Grade for Photography (A-F):  B- (It was a bit boring.)
Any disasters? Kirstin: Yes! The sea bass was awful. Maureen: The pork was gross and the timings were all wrong.
Bookshelf or Charity Shop Donation? Kirstin & Maureen: We’re both saving it to give to our children when they leave for university in a year, but otherwise, will probably not use the book again.                                                                                                                                 Would You Give This Book to a Friend?: No. There are loads of better books out there.

Our Verdict: 5 Ingredients

Our Verdict: On The Side

Maureen: What did you think?

Kirstin: I loved it.

Maureen: I loved it too, but it’s a book that works well in tandem with something else. But there were some brilliant recipes in it. What were some of favourites?

Kirstin: The peppers! They looked pretty too!

Maureen: I thought the indexes were genius. It was so clever to organise it with suggestions as to what the main dish should be. It really made the book work.

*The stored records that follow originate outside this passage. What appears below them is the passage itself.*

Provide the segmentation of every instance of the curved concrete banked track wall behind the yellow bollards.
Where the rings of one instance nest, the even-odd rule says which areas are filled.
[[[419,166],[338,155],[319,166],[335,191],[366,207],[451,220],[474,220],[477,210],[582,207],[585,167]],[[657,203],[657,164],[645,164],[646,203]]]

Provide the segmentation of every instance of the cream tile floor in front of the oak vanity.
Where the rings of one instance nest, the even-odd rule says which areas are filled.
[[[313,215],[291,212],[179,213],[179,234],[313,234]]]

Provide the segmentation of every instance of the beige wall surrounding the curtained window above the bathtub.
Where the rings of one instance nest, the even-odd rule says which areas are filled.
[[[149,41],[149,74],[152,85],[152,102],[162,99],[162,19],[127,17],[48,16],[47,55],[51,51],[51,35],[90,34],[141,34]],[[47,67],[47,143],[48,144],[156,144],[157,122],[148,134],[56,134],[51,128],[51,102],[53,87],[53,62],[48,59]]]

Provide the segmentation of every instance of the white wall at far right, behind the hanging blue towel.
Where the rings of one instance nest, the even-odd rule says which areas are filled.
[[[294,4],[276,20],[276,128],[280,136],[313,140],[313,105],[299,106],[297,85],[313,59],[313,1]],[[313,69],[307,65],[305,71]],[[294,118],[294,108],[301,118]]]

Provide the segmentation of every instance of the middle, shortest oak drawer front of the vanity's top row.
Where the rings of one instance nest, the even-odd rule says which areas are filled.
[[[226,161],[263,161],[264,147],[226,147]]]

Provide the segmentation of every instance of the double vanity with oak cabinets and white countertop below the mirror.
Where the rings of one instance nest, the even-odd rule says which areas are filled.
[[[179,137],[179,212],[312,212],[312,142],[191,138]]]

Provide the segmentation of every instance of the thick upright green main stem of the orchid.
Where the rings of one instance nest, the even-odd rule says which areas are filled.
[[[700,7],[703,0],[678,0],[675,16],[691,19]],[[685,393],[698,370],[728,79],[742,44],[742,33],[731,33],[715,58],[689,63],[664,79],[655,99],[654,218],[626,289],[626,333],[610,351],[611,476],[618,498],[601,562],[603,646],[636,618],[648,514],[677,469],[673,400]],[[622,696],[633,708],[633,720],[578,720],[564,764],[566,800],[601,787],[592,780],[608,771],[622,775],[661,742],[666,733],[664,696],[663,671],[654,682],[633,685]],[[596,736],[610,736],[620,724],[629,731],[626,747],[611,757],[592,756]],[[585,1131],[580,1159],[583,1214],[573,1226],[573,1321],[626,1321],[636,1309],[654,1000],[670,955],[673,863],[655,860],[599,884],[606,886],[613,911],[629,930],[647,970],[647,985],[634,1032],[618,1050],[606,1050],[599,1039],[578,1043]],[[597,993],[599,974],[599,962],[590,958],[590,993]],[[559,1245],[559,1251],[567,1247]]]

Kirstin: The indexes were worth the weight of the book in gold.

Maureen: That’s what I meant about it working with another book, because you’d think of what main you wanted to make, and then you’d turn to the index and see what he’d suggest to go with it. The recipes themselves were different enough, too, that it made the book worthwhile.

Kirstin: I liked it. I think I’ll use it more in the winter, when we make roasts and big meals with lots of sides in the winter. It’s a good entertaining book, too, which we do more of in the winter.

Maureen: It’s more a weekend book, that’s for sure, when you have the luxury of time to plan out an entire elaborate meal with a few sides.

Kirstin In 20 years I can see this being a dog-eared copy and I know it’s going to be on the shelf.

Maureen: Definitely the high rotation shelf for me. I like that it’s a slightly different book. It makes sense to do a whole book just on sides. They do tend to be forgotten.

“On the Side”
Overall Grade (A- F): A (Kirstin) A (Maureen)
Best recipes: Kirstin: Roast Romano Peppers Maureen: Boulangere Potatoes
Grade for Photography (A-F):  A
Any disasters? Kirstin: No, apart from naming Hasselback Potatoes Hasselblad Potatoes. Maureen: No.
Bookshelf or Charity Shop Donation? Kirstin: Bookshelf, high rotation. Maureen: Same Would You Give This Book to a Friend?: Yes. It would be a good Christmas gift, because it’s original.